At Yale New Haven Hospital, Paul underwent a thrombectomy to remove clots from his brain. During the delicate process, a piece of clot broke off, a common risk in such procedures.

“Essentially, we were able to trade the massive, life-threatening stroke he was having for a milder, still-severe stroke,” said Mary. “And even though we knew he might have some cognitive and physical impairments to overcome, there was hope.”

Paul was still in the Neuro ICU
when doctors suggested that playing sing-along music might encourage his verbal fluency. Determined to give the idea a shot, Mary began playing classic Disney songs on her cell phone.

A few songs in when The Lion King’s ‘Hakuna Matata’ began to play, Paul began to repeat the words ‘Hakuna Matata,’ a phrase that aptly means ‘no worries.’

“That’s when I knew everything would be okay,” Mary explained.

When it came time to discuss the next steps in Paul’s long-term rehabilitation, Mary insisted on Gaylord Hospital, a hospital that had worked “miracles” for several of their friends and family members.
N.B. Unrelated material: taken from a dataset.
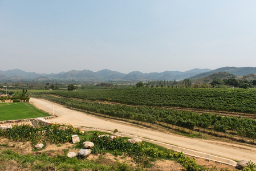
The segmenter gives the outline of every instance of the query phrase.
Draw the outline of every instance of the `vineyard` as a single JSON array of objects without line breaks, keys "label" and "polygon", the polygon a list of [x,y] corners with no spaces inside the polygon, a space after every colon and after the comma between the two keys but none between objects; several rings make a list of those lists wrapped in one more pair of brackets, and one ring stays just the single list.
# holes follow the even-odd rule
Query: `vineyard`
[{"label": "vineyard", "polygon": [[[198,102],[205,104],[209,108],[212,104],[216,108],[225,107],[226,111],[230,111],[226,106],[230,106],[231,108],[234,109],[237,107],[240,107],[239,108],[241,112],[245,112],[245,109],[246,109],[253,113],[255,110],[253,107],[255,105],[253,104],[255,103],[253,99],[255,98],[255,92],[254,89],[239,89],[135,88],[122,90],[90,89],[71,92],[48,91],[47,93],[43,92],[34,93],[34,96],[66,105],[70,108],[91,113],[100,113],[127,120],[146,122],[151,125],[165,123],[172,125],[172,127],[175,125],[188,129],[190,130],[190,133],[197,127],[198,129],[208,130],[210,132],[213,131],[218,134],[219,132],[223,132],[230,136],[238,135],[250,138],[254,141],[256,139],[255,120],[239,117],[222,117],[210,113],[200,114],[190,111],[166,109],[160,107],[172,106],[172,103],[168,103],[167,101],[173,101],[176,103],[176,106],[183,105],[183,107],[196,108],[195,107],[199,106],[197,104]],[[164,96],[167,97],[164,98]],[[92,101],[82,100],[83,99]],[[177,99],[177,101],[175,99]],[[96,100],[105,100],[105,103],[99,103]],[[156,100],[156,104],[153,103],[154,100]],[[108,101],[118,101],[124,104],[110,104]],[[207,101],[208,103],[206,103]],[[215,102],[210,103],[209,101]],[[225,104],[226,106],[224,104],[224,101],[226,101]],[[248,103],[250,105],[248,105]],[[144,105],[125,105],[127,104]],[[200,104],[200,106],[202,104]]]},{"label": "vineyard", "polygon": [[103,100],[131,105],[180,107],[256,113],[256,89],[141,88],[44,91],[65,97]]}]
Sixteen days after his stroke, Paul arrived at Gaylord unable to walk and with limited speech. Despite his medically fragile condition, his therapists wasted no time performing therapy at the bedside to kick-start his recovery.

For weeks, Paul had very little movement on his left side until a “miracle” on Thanksgiving Day left his family counting their blessings.

“My left leg moved … with meaning,” Paul recalled. “That was my epiphany.”

Paul worked hard to regain the use of his left arm and leg while also overcoming visual deficits on his left-side and soon began to use a walker.

“The therapy and schedule were perfect,” Mary recalled.

“His therapists knew when to push and when to pull back. They gave us homework to work on in the room. Soon, he was ready to move to the next step of his recovery. That’s when we learned about Traurig House.”

Paul was deemed an excellent candidate for Gaylord’s Traurig House, Connecticut’s only transitional living center for people recovering from brain injury or stroke.

Although Paul was eager to return to his family, he and Mary agreed that Traurig House was an exceptional opportunity to regain the communication, cognitive, and life skills he needed to return home.

“It was one of the best decisions we have ever made as a couple,” Mary affirmed.

Throughout his three-month Traurig residency, Paul continued a rigorous regimen of outpatient therapies five days a week and spent his weekends at home with family.

“The first few weekends at home were hard, but it helped us to discover the logistical shortfalls that we would never have thought of … like his wheelchair that was just a few centimeters too wide for our doorways. Traurig House let us trial a narrower chair, and it was a game-changer,” Mary explained.

Now at home, Paul continues to come to Gaylord three times a week for outpatient physical, occupational, speech, and aquatic therapies. He also attends Exercise for Life, a free high-intensity exercise class for people with disabilities at Gaylord Physical Therapy in Cheshire.

“After months of being at Gaylord, there’s not one thing I can say that they should change,” Mary said. “Everyone we encountered is a little miracle worker.”  

Today, Mary and Paul are preparing to take their first vacation since his stroke nearly one year ago. It’s an adventure, Mary says, that would have been “completely out of the realm of possibility” only a few months ago.

“Paul has made such incredible gains … and it’s all thanks to Gaylord. Gaylord and Traurig absolutely gave Paul’s life back to him. They taught him how to work within his means. Our whole experience has been nothing but a whirlwind of miracles!”